Société / Culture

«Le Coup d'état d'urgence», ou comment la France a fait du citoyen un «sujet virus»

Nous publions les bonnes feuilles du nouvel ouvrage de l'avocat pénaliste Arié Alimi, qui revient sur le premier état d'urgence sanitaire de l'histoire de France.

Des policiers dans une rue déserte de Metz, le 5 janvier 2021, en plein couvre-feu. | Jean-Christophe Verhaegen / AFP
Des policiers dans une rue déserte de Metz, le 5 janvier 2021, en plein couvre-feu. | Jean-Christophe Verhaegen / AFP

Temps de lecture: 10 minutes

Printemps 2020. Pour faire face au Covid-19, le premier état d'urgence sanitaire de l'histoire de France est instauré, s'inspirant de l'état d'urgence décrété pendant la guerre d'Algérie.

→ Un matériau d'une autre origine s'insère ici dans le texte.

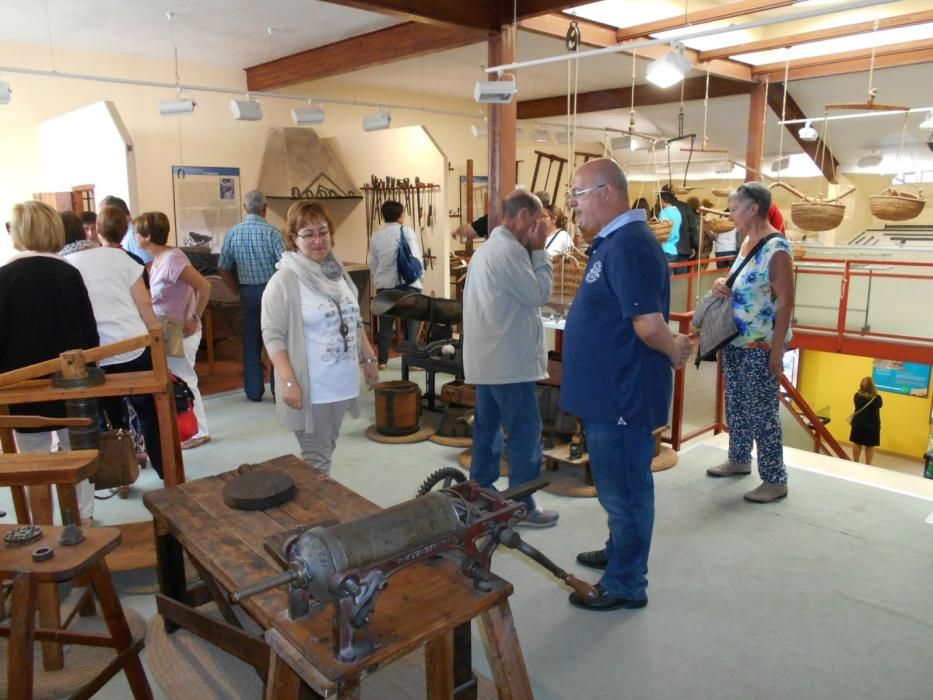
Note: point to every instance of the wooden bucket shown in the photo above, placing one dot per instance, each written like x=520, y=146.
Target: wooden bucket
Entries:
x=817, y=216
x=892, y=205
x=398, y=408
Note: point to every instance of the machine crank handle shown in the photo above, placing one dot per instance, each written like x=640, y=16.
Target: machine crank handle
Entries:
x=510, y=538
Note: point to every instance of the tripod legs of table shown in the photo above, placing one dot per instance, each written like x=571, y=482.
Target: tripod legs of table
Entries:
x=504, y=653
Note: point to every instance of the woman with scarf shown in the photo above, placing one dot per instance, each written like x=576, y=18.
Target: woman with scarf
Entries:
x=312, y=331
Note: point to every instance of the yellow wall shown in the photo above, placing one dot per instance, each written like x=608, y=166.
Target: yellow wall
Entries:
x=829, y=379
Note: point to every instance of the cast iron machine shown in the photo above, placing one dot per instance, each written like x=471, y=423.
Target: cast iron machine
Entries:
x=349, y=564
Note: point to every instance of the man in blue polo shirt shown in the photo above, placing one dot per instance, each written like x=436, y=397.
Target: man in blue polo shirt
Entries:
x=617, y=357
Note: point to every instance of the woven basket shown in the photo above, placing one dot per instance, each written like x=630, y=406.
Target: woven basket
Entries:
x=661, y=228
x=718, y=225
x=892, y=205
x=817, y=216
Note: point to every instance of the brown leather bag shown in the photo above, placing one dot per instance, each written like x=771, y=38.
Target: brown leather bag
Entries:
x=118, y=465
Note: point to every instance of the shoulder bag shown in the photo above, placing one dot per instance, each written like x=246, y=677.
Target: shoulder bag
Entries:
x=714, y=317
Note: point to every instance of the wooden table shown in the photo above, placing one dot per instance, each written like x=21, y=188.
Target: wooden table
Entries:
x=429, y=603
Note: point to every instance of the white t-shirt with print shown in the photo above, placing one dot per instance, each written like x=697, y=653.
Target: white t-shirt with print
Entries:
x=333, y=358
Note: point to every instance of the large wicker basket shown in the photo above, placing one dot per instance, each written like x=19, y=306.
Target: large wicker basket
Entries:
x=892, y=205
x=817, y=216
x=661, y=228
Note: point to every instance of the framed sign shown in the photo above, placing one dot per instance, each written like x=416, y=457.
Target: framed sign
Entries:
x=909, y=378
x=207, y=205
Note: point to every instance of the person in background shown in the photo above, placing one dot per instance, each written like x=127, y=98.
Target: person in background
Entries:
x=762, y=303
x=123, y=310
x=618, y=353
x=508, y=281
x=130, y=242
x=866, y=420
x=44, y=311
x=180, y=293
x=313, y=333
x=383, y=257
x=75, y=239
x=248, y=257
x=89, y=223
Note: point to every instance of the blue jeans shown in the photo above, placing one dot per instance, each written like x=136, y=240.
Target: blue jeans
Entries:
x=512, y=408
x=620, y=460
x=251, y=307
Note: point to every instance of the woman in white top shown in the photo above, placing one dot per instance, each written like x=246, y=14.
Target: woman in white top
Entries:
x=312, y=331
x=557, y=241
x=123, y=310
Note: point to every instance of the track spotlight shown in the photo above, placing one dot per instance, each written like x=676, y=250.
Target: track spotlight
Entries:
x=246, y=110
x=669, y=69
x=494, y=91
x=375, y=122
x=308, y=115
x=172, y=107
x=807, y=132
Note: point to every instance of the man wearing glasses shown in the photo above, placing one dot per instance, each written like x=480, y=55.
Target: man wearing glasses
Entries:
x=508, y=281
x=617, y=357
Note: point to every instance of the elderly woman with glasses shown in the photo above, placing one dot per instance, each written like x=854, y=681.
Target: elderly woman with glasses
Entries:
x=312, y=331
x=762, y=303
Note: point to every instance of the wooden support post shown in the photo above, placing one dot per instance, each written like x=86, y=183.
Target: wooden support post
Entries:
x=502, y=127
x=756, y=128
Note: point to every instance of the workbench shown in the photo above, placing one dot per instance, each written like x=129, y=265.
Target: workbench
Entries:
x=429, y=603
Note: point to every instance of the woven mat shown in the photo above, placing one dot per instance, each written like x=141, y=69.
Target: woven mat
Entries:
x=82, y=663
x=186, y=666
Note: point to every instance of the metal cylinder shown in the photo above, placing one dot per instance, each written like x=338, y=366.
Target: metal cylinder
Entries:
x=366, y=541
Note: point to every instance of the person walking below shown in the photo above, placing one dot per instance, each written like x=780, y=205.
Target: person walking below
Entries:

Du jour au lendemain, l'intégralité de la population française se retrouve assignée à résidence, privée de sa liberté d'aller et de venir, de son droit à la vie privée et, selon les cas, de son droit au travail ou à la liberté d'entreprendre.

 

Dans Le Coup d'état d'urgence – Surveillance, répression et libertés, paru le 21 janvier 2021 aux Éditions du Seuil, l'avocat pénaliste Arié Alimi pose un regard sans concession sur la question des libertés publiques et des dérives policières. Nous publions les bonnes feuilles de son livre, dont voici un extrait du chapitre «L'état d'urgence sanitaire ou l'avènement du “sujet virus”.»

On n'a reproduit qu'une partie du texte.